Аббат ушел. Форестьер вошел в комнату, где лежал больной мальчик, и сел у изголовья его постели. Он не мог оторвать взгляда от худенького тельца, сотрясаемого судорогами, от тонких, искаженных черт лица, бледного лба, покрытого крупными каплями пота, к которому прилипли мокрые волосы! Он долго оставался там, словно приклеенный к креслу, удрученный и потерявший надежду. Только шептал:
— Пусть проклятье падет на мою душу! О! На мою душу! Я молю его спасти… На мою проклятую душу…
Осторожно, почти робко, вошел один из шуанов, снял шапку и сказал:
— Господин Форестьер, кавалерийский отряд синих в Бурнье! Они сняли своих.
Форестьер равнодушно пожал плечами. Шуан в нерешительности сделал шаг вперед. Он увидел, как по щекам командира катились слезы. Смущенный и растерянный, он молча вышел из комнаты.
— Ну что? — спросили его товарищи.
— Он плачет.
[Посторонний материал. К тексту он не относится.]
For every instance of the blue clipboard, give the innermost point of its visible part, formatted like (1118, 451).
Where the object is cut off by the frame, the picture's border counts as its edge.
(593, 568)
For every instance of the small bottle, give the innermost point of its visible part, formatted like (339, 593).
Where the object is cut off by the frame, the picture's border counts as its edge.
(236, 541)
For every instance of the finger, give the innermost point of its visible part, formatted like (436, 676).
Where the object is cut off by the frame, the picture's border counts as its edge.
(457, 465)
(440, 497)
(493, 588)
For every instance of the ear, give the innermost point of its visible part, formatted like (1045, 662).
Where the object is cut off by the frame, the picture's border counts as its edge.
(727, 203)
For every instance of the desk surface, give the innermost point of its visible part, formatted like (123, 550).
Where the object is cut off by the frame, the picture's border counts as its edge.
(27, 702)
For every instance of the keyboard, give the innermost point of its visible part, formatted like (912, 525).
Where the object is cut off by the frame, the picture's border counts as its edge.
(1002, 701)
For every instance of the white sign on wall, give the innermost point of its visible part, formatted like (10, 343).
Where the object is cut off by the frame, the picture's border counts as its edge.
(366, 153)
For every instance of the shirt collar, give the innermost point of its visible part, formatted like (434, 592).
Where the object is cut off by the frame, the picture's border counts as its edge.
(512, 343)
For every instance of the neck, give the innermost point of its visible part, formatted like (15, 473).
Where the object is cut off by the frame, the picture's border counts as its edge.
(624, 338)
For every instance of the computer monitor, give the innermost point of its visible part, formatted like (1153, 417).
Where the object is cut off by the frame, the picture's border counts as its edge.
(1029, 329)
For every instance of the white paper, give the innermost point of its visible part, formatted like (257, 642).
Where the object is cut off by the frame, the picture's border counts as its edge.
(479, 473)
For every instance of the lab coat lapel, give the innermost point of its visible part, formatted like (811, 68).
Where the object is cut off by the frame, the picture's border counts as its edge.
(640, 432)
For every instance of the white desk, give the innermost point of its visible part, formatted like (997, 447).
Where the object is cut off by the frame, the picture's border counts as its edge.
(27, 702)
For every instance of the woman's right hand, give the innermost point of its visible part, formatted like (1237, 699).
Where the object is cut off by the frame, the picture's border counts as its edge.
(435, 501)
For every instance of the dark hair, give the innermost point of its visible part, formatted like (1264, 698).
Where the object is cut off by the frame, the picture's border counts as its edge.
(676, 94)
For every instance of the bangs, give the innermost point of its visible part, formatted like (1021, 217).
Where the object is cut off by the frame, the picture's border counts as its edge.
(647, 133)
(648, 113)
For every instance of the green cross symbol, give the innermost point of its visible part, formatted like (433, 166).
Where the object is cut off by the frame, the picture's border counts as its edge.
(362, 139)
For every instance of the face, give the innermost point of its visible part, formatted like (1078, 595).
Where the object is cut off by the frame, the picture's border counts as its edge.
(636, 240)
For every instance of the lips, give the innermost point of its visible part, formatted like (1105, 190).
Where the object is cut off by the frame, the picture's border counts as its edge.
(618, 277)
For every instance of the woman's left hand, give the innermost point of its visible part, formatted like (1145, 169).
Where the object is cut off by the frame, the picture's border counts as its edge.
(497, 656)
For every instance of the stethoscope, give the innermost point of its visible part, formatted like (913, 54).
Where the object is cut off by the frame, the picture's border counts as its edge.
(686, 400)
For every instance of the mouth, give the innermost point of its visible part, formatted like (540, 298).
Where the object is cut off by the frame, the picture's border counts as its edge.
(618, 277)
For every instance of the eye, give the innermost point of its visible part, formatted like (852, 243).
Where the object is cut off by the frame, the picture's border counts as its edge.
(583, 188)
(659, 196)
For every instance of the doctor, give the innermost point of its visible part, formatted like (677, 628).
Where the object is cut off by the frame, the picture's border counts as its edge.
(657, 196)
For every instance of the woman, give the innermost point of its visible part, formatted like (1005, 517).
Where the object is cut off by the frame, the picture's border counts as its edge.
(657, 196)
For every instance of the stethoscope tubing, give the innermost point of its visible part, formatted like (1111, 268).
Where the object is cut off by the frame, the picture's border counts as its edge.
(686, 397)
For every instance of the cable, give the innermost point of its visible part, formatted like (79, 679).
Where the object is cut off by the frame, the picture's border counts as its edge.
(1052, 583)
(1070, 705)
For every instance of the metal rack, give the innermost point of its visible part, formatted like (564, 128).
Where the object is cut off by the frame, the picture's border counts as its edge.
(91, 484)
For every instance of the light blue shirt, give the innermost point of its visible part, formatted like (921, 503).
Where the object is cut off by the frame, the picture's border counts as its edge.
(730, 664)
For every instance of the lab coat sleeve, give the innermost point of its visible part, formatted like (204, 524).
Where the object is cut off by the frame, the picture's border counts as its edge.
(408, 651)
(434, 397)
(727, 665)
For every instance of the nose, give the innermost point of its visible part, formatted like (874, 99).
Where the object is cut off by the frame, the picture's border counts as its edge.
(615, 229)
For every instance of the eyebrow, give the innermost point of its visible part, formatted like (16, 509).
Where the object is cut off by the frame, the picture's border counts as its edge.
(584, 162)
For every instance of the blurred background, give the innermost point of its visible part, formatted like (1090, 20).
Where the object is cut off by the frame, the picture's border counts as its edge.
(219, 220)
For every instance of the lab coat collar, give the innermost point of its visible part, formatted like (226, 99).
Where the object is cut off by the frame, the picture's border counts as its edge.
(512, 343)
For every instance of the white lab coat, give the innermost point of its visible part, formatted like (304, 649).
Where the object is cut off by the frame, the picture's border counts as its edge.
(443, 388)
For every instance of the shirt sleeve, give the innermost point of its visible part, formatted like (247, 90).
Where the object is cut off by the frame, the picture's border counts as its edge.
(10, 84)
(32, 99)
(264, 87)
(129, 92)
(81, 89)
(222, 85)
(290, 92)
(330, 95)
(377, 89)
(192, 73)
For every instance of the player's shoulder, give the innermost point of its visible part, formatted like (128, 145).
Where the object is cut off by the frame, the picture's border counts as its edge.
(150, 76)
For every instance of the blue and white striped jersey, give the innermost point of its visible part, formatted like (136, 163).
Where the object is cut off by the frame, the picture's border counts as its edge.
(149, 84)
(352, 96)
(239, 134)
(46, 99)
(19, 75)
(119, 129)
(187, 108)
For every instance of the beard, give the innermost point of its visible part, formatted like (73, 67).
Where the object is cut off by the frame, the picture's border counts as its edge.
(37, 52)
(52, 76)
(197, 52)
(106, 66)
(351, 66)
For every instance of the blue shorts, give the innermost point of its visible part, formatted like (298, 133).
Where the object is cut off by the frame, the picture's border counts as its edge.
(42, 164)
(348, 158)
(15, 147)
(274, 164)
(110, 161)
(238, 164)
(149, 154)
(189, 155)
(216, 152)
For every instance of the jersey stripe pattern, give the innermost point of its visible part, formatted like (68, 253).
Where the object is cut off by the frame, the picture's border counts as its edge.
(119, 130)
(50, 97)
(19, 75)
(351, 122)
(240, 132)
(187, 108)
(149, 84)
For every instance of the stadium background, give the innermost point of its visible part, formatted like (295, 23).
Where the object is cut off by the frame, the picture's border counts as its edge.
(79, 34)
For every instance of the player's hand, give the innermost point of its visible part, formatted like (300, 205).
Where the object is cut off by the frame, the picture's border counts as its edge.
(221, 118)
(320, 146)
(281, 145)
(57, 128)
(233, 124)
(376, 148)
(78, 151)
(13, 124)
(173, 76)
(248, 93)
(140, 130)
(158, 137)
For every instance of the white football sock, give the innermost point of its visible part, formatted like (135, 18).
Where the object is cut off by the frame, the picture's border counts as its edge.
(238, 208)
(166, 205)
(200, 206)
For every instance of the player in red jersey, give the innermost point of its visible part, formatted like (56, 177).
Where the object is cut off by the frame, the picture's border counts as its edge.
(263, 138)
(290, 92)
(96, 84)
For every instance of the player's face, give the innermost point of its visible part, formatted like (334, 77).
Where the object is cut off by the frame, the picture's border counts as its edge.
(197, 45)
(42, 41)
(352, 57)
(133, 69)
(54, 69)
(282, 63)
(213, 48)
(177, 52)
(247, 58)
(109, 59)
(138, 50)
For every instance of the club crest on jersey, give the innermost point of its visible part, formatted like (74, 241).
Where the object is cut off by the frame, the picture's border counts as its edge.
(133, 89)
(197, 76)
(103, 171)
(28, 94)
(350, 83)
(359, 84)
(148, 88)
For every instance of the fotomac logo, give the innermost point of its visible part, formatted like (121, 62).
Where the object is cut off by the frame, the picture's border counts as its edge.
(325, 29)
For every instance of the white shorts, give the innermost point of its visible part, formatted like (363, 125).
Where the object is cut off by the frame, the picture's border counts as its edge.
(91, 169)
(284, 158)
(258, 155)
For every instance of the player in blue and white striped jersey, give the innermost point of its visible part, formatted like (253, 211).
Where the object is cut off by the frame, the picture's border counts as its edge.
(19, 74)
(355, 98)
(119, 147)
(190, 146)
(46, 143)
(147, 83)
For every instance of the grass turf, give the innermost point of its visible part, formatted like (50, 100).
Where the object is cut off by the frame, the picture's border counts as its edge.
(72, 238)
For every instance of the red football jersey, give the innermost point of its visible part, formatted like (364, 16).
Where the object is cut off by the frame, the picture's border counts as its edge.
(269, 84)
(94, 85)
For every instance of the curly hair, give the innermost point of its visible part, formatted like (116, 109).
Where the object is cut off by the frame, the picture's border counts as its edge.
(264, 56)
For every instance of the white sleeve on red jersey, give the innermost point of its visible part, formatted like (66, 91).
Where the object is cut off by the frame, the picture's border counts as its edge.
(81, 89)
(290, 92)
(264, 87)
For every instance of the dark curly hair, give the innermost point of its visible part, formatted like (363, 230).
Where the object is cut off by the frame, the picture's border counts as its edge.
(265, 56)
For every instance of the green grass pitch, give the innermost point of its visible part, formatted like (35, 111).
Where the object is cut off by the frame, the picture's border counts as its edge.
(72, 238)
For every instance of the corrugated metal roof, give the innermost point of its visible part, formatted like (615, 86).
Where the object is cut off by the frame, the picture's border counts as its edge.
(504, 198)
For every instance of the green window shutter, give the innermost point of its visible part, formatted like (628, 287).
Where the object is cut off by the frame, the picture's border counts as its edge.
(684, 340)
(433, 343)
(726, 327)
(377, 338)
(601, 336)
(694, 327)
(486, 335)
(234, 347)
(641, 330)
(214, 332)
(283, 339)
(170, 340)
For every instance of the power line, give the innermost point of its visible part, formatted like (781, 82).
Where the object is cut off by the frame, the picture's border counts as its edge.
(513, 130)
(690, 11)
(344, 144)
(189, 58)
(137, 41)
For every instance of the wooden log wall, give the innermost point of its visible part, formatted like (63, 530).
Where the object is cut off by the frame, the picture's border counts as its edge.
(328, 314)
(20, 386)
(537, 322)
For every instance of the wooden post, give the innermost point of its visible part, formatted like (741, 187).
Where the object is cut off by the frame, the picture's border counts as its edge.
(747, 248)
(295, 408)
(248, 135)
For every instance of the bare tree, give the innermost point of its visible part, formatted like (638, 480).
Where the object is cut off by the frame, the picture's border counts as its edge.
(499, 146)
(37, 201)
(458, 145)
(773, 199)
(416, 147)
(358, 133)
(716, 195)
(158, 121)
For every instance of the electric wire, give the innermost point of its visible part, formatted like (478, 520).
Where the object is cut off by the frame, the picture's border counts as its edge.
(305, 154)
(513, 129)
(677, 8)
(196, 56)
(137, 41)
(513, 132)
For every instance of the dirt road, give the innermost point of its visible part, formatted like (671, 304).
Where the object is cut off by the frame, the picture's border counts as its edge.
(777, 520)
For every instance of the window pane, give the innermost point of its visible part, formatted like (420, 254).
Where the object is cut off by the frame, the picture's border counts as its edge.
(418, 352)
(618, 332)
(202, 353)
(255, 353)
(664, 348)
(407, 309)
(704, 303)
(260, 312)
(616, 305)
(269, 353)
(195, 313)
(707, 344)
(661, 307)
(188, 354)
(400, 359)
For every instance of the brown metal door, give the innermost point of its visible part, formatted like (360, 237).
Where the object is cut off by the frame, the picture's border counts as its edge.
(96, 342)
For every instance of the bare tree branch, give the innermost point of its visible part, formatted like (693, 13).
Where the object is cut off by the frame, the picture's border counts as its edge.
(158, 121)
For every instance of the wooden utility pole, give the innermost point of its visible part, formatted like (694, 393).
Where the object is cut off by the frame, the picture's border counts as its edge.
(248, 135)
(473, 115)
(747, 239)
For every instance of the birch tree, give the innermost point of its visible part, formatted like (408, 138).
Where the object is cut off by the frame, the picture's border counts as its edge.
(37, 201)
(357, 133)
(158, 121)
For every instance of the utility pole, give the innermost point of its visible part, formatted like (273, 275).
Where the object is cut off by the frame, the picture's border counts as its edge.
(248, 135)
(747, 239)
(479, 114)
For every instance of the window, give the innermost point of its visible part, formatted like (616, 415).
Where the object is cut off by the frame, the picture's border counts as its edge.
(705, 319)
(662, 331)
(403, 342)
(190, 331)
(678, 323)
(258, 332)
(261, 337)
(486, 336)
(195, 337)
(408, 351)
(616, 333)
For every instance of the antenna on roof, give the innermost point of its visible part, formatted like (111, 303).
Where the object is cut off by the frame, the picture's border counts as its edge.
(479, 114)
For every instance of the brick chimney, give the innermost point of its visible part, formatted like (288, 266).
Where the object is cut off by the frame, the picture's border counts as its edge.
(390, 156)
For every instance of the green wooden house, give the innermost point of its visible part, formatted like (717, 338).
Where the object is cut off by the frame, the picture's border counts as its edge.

Я думаю, что парень умирает.
— Благословение Господа с ним. И нам теперь не видать больше радости.
Элизабет Сурди
Каждый день аббат Гишто отправлялся в Ублоньер, несмотря на все еще сильный мороз и снег, который все прибывал и прибывал, вместо того, чтобы таять, увеличивая число несчастий. Он приносил траву для бульона, флягу с микстурой собственного приготовления, свои молитвы и ободрение. Иногда он получал сигнал о появившемся патруле. Тогда он часами лежал в какой-нибудь яме или залезал в дупло дерева. Почти невозможно остаться незамеченным в этом белом от снега лесу. Сама природа предавала мятежников. Иногда он ночевал на ферме, в сарае, на соломе, вместе с людьми. Иной раз появлялся только поздним вечером. Аббат выходил на опушку леса около фермы и кричал совой, прикладывая руки к губам, как его научили разбойники. Такой же крик раздавался из окна под крышей: отвечал часовой. Это был условный сигнал. Святой отец пересекал широкий двор, пробирался к постройкам и стучал условным стуком в дверь. Она открывалась, и его впускали. Перрин подносила ему чашку горячего молока, плеснув туда винного спирта, или, если он был голоден, наполняла супом на свином сале глубокую миску. Мальчик был жив, но болезнь, которая уложила его с лихорадкой; в постель, не отпускала ребенка. Аббата встречали прерывистые стоны, похожие на ржание. Он клал свои длинные сухие теплые руки на лоб больного ребенка. Крики стихали, тело расслаблялось. Казалось, проблески сознания появлялись в глазах больного. Травы сняли жар, но напрасно аббат задавал вопросы мальчику: он потерял способность говорить, совсем не улыбался, хотя Гишто и пытался его рассмешить.